January 23rd, 2013
Like evil minions in a science-fiction film, they just keep coming. Here, after more hours of hand-sewing, embroidering, and tatting than I care to count, is armistice blouse number four.
I measured everything perfectly this time, so all the edges have drawn-thread “handkerchief” hems in addition to the tatted lace and fagotting. I also widened and lengthened the collar.
As I’ve said before, this particular design is more of a nod to the late Edwardian style than an accurate reproduction. But I’ve discovered historical precedents for at least two of my modern modifications. It seems that kimono sleeves were a popular style for ladies’ shirtwaists as of 1913. And I found an original “armistice” style blouse from the late 1910s that uses four pintucks over the front shoulder to control fullness around the bust!

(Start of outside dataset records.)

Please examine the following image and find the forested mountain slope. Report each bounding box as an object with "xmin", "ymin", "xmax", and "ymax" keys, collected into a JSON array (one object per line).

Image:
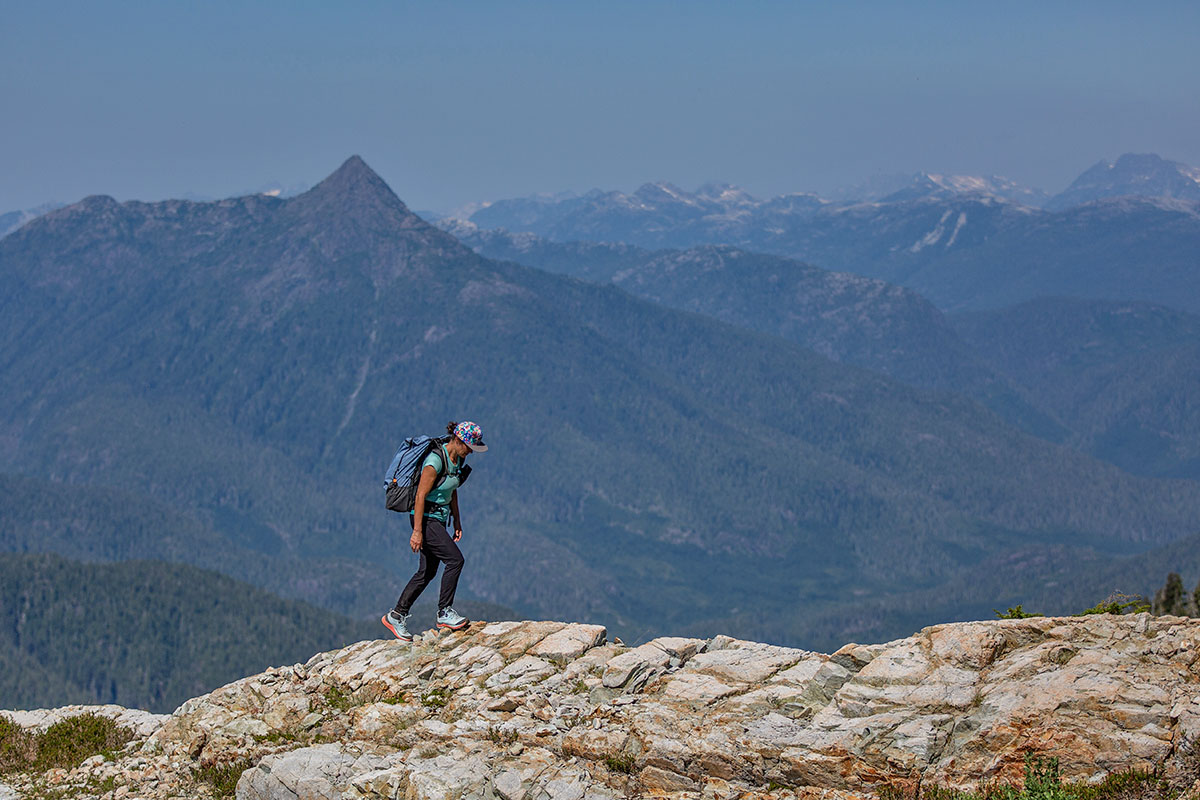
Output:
[
  {"xmin": 952, "ymin": 298, "xmax": 1200, "ymax": 479},
  {"xmin": 0, "ymin": 473, "xmax": 516, "ymax": 624},
  {"xmin": 0, "ymin": 552, "xmax": 381, "ymax": 713},
  {"xmin": 448, "ymin": 227, "xmax": 1200, "ymax": 480},
  {"xmin": 443, "ymin": 225, "xmax": 1063, "ymax": 441},
  {"xmin": 4, "ymin": 156, "xmax": 1199, "ymax": 649}
]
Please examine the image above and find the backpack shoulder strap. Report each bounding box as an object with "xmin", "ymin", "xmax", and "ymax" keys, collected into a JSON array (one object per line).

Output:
[{"xmin": 432, "ymin": 442, "xmax": 451, "ymax": 487}]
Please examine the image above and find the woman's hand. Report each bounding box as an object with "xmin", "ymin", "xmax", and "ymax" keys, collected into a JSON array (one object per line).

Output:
[
  {"xmin": 410, "ymin": 527, "xmax": 423, "ymax": 553},
  {"xmin": 453, "ymin": 524, "xmax": 463, "ymax": 543}
]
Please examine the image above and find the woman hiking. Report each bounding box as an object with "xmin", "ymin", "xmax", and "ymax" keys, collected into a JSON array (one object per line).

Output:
[{"xmin": 382, "ymin": 421, "xmax": 487, "ymax": 642}]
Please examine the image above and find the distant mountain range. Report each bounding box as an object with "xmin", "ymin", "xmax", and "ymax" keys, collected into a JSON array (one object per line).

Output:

Because this is a pull-over (no historical precedent found for that yet — all the originals I’ve seen or looked at in pictures open with buttons on one or both sides of the center panel), I didn’t gather the waist. Instead, I’m using a self-fabric tie, complete with tatted tips, to give the required cinching. I believe the originals with gathered or tied waists were meant to be tucked into skirts…so the tie was never actually seen, just used to control the blousing above.
Version four is the first I’ve felt good enough about to offer for sale. I planned to make lots more just like it, and in different sizes too. But sheesh, this was just too much work. I’d have to charge a fortune. So it’s back to the drawing board, this time for some sewing shortcuts. In the meantime, you can buy this one-of-a-kind blouse for a ridiculously low price right here.
Gotta admit, I’m starting to itch for an authentic armistice blouse too. Maybe once I get the “modern” version perfected, I’ll have to give an historically accurate one a go too.